Lavorare per il benessere degli animali, difendendo valore e qualità dell’alimentare italiano, è motivo di orgoglio per tanti di questi operatori. Ma il loro senso di dignità è spesso inversamente proporzionale alla valorizzazione del loro lavoro e alle loro tutele. 

«Per oltre dieci anni questi lavoratori e lavoratrici hanno subito il blocco della contrattazione, a causa di gravi problemi strutturali – ci dice Silvia Spera, segretaria nazionale Flai -. Questo ha comportato una seria perdita di acquisto dei loro salari». Il sindacato ha dunque messo in campo un impegno importante, per recuperare il terreno smarrito. «Il prossimo dicembre scadrà il biennio economico del Contratto collettivo nazionale Allevatori, sottoscritto il 14 novembre 2023 – aggiunge Spera -. Nel primo biennio abbiamo ottenuto un aumento salariale del 5,5%, pari a 93,67 euro sul parametro medio 2/3. In questo rinnovo biennale, invece, abbiamo presentato una richiesta salariale del 7%, nell’ottica di riconoscere l’incremento dell’indice dei prezzi al consumo del biennio 2025/26 e recuperare l’inflazione persa nel biennio precedente». 

Nel frattempo, la Flai insieme ai sindacati confederali, a Confederdia (sigla che organizza impiegati e dirigenti dell’agricoltura, ndr) e all’Associazione italiana allevatori si sono rivolti direttamente al ministero del Lavoro Marina Calderone e a quello dell’Agricoltura Francesco Lollobrigida affinché una mansione così gravosa sia finalmente riconosciuta come “lavoro usurante”. 

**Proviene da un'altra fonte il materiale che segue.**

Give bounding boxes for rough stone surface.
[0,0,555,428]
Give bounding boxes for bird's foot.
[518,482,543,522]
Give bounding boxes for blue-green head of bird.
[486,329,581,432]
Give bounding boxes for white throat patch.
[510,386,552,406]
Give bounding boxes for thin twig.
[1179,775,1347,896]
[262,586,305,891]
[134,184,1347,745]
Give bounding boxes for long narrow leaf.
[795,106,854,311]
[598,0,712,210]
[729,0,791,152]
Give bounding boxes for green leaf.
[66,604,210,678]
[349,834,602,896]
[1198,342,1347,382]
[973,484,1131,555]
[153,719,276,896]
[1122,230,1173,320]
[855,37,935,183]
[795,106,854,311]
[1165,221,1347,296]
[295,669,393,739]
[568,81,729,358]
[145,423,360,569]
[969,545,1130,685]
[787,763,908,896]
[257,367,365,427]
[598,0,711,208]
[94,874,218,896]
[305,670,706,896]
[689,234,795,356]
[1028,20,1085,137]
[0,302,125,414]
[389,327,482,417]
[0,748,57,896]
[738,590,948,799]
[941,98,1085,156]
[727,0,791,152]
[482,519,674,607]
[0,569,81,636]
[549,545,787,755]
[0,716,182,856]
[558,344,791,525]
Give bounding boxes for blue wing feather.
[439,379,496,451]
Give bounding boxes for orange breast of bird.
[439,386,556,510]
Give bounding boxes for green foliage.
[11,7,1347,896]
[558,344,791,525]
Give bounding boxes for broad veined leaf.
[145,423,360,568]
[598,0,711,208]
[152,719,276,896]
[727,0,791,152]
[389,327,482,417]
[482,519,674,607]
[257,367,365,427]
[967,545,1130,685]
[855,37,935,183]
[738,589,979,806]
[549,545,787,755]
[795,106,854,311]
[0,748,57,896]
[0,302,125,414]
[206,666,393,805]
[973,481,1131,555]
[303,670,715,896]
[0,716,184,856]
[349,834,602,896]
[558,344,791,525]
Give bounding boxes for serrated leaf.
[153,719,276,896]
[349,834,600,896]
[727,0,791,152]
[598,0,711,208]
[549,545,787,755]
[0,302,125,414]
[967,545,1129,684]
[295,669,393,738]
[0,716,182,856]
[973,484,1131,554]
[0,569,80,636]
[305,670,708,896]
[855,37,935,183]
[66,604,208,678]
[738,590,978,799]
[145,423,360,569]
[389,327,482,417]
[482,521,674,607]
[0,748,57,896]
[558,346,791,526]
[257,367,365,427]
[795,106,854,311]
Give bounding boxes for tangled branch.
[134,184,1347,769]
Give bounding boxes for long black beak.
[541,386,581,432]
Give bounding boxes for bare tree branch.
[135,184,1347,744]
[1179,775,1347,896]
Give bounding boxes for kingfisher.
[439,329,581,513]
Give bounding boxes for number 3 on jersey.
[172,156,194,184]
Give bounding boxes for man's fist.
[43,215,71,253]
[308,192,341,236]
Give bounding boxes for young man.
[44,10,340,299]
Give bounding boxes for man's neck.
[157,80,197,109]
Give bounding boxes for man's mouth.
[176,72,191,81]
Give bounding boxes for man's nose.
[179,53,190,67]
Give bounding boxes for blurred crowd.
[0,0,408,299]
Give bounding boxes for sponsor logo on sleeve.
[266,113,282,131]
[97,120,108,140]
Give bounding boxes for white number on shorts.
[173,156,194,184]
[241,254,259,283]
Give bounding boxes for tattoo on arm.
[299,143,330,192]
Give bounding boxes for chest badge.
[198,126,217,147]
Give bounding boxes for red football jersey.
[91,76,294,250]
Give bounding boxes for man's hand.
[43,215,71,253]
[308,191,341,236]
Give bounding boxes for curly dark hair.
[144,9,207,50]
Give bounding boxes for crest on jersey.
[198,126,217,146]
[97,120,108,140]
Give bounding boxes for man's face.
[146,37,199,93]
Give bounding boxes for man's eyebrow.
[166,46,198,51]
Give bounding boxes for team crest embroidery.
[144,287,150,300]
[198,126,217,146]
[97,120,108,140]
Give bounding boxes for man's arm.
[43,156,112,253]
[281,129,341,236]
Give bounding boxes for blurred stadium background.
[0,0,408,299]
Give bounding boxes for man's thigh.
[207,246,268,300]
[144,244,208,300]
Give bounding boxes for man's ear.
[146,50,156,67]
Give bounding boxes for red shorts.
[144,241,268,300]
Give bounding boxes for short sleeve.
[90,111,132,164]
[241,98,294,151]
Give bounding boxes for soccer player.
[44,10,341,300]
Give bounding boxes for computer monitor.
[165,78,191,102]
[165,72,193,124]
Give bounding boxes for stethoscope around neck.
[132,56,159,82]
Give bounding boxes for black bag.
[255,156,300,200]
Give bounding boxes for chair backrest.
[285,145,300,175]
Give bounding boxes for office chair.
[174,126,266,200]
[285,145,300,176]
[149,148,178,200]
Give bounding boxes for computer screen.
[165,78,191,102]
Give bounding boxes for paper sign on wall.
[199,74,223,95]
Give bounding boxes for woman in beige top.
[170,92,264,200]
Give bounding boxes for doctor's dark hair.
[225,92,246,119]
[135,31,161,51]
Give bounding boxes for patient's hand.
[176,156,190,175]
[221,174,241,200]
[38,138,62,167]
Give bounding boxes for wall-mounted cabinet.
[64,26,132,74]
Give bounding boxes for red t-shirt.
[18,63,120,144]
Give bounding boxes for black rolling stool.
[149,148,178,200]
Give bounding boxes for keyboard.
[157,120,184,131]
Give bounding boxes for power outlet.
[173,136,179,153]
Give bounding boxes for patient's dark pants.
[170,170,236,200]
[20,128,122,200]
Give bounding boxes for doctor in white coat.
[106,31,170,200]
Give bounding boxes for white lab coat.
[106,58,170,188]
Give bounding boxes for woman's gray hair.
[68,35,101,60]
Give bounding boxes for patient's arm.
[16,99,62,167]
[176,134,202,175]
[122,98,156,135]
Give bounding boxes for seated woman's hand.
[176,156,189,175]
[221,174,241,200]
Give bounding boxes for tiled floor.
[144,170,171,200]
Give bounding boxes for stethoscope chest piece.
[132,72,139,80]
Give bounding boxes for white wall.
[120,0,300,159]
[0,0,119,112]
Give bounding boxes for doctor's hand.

«Questi lavoratori fanno un lavoro indispensabile e assai faticoso, non riconosciuto da nessuno – puntualizza la segretaria nazionale Flai -. Per questa ragione abbiamo concordato un avviso comune per il riconoscimento del lavoro usurante compiuto dai dipendenti delle Associazioni allevatori che operano in qualità di Tecnici di gestione aziendale, per avviare un percorso di riconoscimento che porti alla possibilità di anticipare l’andata in pensione». 

A sette mesi dall’invio della richiesta, però, dai ministeri ancora silenzio. Ancora non è arrivata una risposta. E per molti lavoratori questo ritardo comporta l’esposizione quotidiana a rischi non necessari.

«Abbiamo lavoratori di 65 anni che non possono ancora andare in pensione, sono stanchi, hanno dolori articolari legati al proprio impiego talvolta di oltre quarant’anni. Ogni giorno devono fare turni ad orari diversi, il giorno e la notte. Una distrazione su una macchina della mungitura, o nel tragitto in auto verso l’allevamento, può essere davvero pericolosa per loro», spiega Paolo Tosciri, che lavora all’Associazione allevatori della Sardegna. 

«Ormai ho 64 anni, e faccio una fatica immane la notte ad alzarmi – ci racconta Mirco Paderni, Tga che lavora in Lombardia -. Capita tante volte che sto guidando di notte, arrivo ad una rotonda, e mi scordo dove stessi andando. E tutto ciò nonostante cerchi di riposarmi il più possibile, anche perché questo lavoro non ti permette di avere una grande vita sociale».